Vision anchors are noisier than text — re-check against current benchmark coverage when grading.

Rules of thumb

  • The same model gets DIFFERENT TF scores per task — Codestral might be 0.92 on code and 0.45 on generate. Don't average a model into one number.
  • When in doubt, anchor against an existing model in the same band rather than inventing a number.
  • Keep tier-tier gaps meaningful: a flagship should usually beat a balanced model by ≥0.10 on its strong tasks.
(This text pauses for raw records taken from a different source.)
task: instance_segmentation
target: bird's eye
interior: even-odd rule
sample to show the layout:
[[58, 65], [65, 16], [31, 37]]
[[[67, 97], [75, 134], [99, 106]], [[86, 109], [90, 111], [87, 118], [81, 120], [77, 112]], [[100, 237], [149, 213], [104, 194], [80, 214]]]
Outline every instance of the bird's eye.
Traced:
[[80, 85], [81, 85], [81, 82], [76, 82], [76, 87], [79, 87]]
If the gap is <0.05 the rubric isn't doing its job.
  • If a model lacks coverage for a task type, set the field to its unknown_default (the registry already has 0.5 as a fallback) — DON'T leave it absent.

Pointers

See src/lib/scoring.ts for how this is used in scoring; see docs/plans/2026-05-05-recommendation-tuning.md Phase 1 for the re-grading work this rubric supports.